In fact, as I mentioned earlier, the main reason for creating this system is the question of performance. Eliminating search in a dictionary and calling a descriptor instead makes attribute access faster. This effect can be measured relatively simply by profiling a piece of code repeating read / write operations:

>>> import timeit
>>> def test(avec_slots=False):
. . .      instance = MaClasse(1, 2) if not avec_slots else MaClasseSlottee(1, 2)
. . .      def repeat_basic_operations(instance=instance):
. . .          for _ in range(10):
. . .              instance.a, instance.b = 3, 4
. . .              instance.a, instance.b
. . .      return repeat_basic_operations
. . .
>>> for _ in range(10):
. . .      avec_slots = min(timeit.repeat(test(avec_slots=True)))
. . .      sans_slots = min(timeit.repeat(test()))
. . .      printf(f’Le test sans slots prend {(sans_slots/avec_slots – 1)*100:.4}% de temps en plus’)
. . .  
Le test sans slots prend 15.21% de temps en plus
Le test sans slots prend 14.62% de temps en plus
Le test sans slots prend 14.76% de temps en plus
Le test sans slots prend 16.23% de temps en plus
Le test sans slots prend 15.6% de temps en plus
Le test sans slots prend 14.8% de temps en plus
Le test sans slots prend 18.42% de temps en plus
Le test sans slots prend 15.78% de temps en plus
Le test sans slots prend 15.76% de temps en plus
Le test sans slots prend 15.27% de temps en plus

These times were obtained from a Python 3.6.7 version on a Macbook Pro.

3. Disadvantages

All is unfortunately not perfect and I will now discuss the problems that I consider major with this technique.

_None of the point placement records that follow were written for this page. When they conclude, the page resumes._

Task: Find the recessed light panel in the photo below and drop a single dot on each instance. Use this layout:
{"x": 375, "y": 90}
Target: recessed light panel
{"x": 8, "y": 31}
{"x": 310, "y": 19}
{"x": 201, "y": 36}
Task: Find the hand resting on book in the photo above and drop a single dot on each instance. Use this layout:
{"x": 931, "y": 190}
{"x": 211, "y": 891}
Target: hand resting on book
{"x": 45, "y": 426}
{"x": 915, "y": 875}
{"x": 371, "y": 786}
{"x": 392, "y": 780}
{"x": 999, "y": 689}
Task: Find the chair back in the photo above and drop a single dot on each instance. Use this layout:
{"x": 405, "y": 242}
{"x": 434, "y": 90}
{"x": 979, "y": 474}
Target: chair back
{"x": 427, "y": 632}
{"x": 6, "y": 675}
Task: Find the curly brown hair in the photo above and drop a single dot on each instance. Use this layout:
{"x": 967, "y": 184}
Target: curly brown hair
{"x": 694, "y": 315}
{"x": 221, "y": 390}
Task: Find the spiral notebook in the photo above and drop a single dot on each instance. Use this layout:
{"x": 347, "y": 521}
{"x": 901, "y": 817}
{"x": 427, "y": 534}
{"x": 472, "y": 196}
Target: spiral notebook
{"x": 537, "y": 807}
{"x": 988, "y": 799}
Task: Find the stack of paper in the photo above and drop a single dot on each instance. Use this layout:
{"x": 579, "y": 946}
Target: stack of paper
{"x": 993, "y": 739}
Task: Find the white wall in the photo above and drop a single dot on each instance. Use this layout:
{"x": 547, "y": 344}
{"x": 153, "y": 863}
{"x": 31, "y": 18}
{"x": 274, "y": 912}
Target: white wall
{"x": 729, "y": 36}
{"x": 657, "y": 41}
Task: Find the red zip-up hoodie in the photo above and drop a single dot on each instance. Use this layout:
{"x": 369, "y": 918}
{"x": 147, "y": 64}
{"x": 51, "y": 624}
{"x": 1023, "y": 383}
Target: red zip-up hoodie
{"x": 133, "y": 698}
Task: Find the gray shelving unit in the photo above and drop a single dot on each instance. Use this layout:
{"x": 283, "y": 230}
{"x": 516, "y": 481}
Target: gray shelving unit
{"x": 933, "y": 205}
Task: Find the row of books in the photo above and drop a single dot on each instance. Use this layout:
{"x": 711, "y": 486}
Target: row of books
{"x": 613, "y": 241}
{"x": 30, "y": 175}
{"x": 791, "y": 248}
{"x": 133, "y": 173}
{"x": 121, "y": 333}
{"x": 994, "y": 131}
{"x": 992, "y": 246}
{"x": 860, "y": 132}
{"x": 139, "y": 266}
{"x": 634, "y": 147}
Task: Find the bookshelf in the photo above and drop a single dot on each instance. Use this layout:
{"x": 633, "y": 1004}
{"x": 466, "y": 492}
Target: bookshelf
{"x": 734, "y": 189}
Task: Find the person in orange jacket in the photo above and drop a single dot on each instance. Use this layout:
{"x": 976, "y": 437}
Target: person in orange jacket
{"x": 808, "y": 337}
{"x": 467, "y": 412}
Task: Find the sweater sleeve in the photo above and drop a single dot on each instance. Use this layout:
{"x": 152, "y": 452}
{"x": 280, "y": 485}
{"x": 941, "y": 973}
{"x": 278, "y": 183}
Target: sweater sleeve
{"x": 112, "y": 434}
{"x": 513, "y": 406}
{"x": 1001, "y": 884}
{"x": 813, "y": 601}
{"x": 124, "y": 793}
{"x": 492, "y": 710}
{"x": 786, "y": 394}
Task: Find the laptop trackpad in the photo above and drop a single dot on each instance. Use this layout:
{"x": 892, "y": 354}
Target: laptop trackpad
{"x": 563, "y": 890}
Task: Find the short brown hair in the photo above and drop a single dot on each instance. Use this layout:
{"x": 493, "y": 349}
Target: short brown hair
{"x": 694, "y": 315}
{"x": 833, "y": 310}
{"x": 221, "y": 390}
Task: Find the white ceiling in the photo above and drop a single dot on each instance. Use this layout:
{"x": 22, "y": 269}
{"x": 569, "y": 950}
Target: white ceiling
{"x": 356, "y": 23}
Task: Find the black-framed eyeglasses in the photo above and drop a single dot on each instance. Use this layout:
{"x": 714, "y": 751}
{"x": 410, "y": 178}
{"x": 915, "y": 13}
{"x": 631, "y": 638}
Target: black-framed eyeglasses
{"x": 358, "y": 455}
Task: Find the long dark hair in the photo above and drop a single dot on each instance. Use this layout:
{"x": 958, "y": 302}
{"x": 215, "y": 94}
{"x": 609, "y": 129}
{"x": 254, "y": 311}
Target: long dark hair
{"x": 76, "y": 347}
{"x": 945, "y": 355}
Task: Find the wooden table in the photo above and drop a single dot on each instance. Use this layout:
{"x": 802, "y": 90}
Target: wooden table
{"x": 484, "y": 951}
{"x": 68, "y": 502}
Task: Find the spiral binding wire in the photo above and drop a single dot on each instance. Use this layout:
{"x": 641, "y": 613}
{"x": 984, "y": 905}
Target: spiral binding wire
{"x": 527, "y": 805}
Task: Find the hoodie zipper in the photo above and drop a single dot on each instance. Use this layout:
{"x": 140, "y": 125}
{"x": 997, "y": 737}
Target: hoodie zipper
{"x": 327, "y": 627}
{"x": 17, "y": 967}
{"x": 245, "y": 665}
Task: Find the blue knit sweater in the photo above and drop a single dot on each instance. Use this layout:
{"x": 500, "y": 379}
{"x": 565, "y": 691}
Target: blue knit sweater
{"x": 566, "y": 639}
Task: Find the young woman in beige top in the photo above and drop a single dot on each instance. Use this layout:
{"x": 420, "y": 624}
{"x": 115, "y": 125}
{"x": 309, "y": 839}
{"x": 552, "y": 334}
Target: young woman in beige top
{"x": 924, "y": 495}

Let’s immediately dismiss the impossibility of dynamically adding attributes to objects thanks to __dict__, because that is precisely what is behind the observed gain. But above all, because it is quite possible to add __dict__ among __slots__! We then end up with a kind of partial optimization that concerns only the attributes that are declared among the slots, while we can dynamically add all the other attributes we want.

The major problem is the inheritance and reusability of the code. There are three rules to keep in mind when trying to add slots to an inheritance tree:

  • The slots of a parent class are added to those of the file class
  • There can only be one parent class with a sequence of non-empty slots
  • Only one class in the inheritance tree fails to declare slots, even empty, so that the resulting instances have a _dict_

So we can factor a number of slots in a parent class, which can be very useful. On the other hand, the last two points are problematic. When you want to define slots in a class, it implies to go back to all the parent classes to add either relevant slots, even if you have to introduce a __dict__ if it is absolutely necessary to be able to dynamically add attributes (despite the losses performance that we saw previously).

In the case of multiple inheritances, because of the second point, it means that we are faced with a difficult situation. Either we can declare a sequence of empty slots because the class does not provide an attribute (only methods), or we have no way to prevent the creation of a __dict__. This last disadvantage is also found if the classes which one inherit are found in a library which did not foresee this case of use and that we can not edit it. For those who have already navigated a little in the code of some modules of the standard library (I am thinking for example of typing and collections) that define new types of objects, that’s why you will find many definitions of slots, mostly insignificant.

CONCLUSION

We have seen that slots are an optimization technique potentially very simple to implement. As seen by experience, I know that it is not uncommon at all to have objects whose structure never varies and from which derives either directly from the object class or from one or two parent classes can edit freely. In these cases, I see no reason not to take advantage of the slots. Possible girl classes can choose to reuse this mechanism or not, free to their developer. The only potentially awkward point is that the class we are writing is found to be used as a mixin among others who declare non-empty slots, but this is far from being a common case.

Be that, as it may, keep in mind that premature optimization is the source of many ills. The best way to proceed is certainly is to add this optimization a posteriori and gradually, profiling its code, again and again.